In our daily work we often need to make comparisons of data between and within datasets. Such operations including looking for multiple copies of records for elimination or some other analysis task. Another type of operation is a “join” which is a method of combining two tables into one. For example, we may have one table that contains products and their prices while another table contains products and the current number of orders for them. To predict anticipated revenue we really need one table with all of that information at once and a join operation on the tables can produce such a table.
These types of procedures may seem rudimentary and common and for the most part this is true. If our datasets contain unique keys for each record then these tasks are simple and can be conducted without much thought. However, there are many scenarios in which we do not possess unique keys for our data. This frequently occurs when the datasets have different origins. For example, in our analysis of the health of patients we may have a dataset that comes from a hospital and another that comes from an insurance company. Within these datasets there may be a unique patient ID or a unique policy holder ID, but it is virtually guaranteed that these keys do not match between the datasets. Therefore, the algorithms and methods that rely on unique keys will not work and we have no traditional manner of performing such tasks as joining datasets.
To tackle such situations we must instead rely on a separate group of operations characterized as Fuzzy Matching. Unlike regular deterministic record comparison, Fuzzy Matching does not strive to create matches between records with 100% certainty. This is where the name “Fuzzy” comes from as the matches are not perfectly clear and guaranteed. Despite of this lack of determinism, Fuzzy Matching can obtain results that are accurate. While classic matching operates with equality between record keys, Fuzzy Matching operates with equivalence between record attributes. To illustrate this, observe the following data:
|Steven M Johnson||967 N Woodwillow Street||8/11/1985|
|Steve Johnson||967 N Woodwillow St||8/11/1985|
These records are not equal as they have many differences in values, however, a human reader would not be taking great risk is suggesting that they are the same person. The records are not equal, but they are equivalent.

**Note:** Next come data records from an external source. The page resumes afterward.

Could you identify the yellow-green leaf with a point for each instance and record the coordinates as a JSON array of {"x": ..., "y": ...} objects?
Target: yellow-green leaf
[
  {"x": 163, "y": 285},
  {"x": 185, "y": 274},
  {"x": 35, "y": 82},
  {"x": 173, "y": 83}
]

Fuzzy Matching allows us to specify the defining attributes of a record which will be used to identify how to join it with other datasets. For example, with the medical and insurance datasets from earlier, the defining attributes would be those that make up an individual person which may include their name, phone number, address, and date of birth. Note that these attributes are not always assumed to be unique as many people can have the same name or birthdate. Additionally, these attributes rarely have perfectly normal forms as the same name can be spelled in various ways and an address has some components that may be absent in some record keeping system. Despite this, Fuzzy Matching can link records corresponding to the same entity based on this “fuzzy” information by abstracting and normalizing the data and then constructing equivalency classes rather than equality classes. A person in one dataset may have their name spelled differently in another and Fuzzy Join is able to identify that the two are actually the same if enough supplementary information is available. We will discuss how we actually calculate equivalency of records quantitatively in following posts.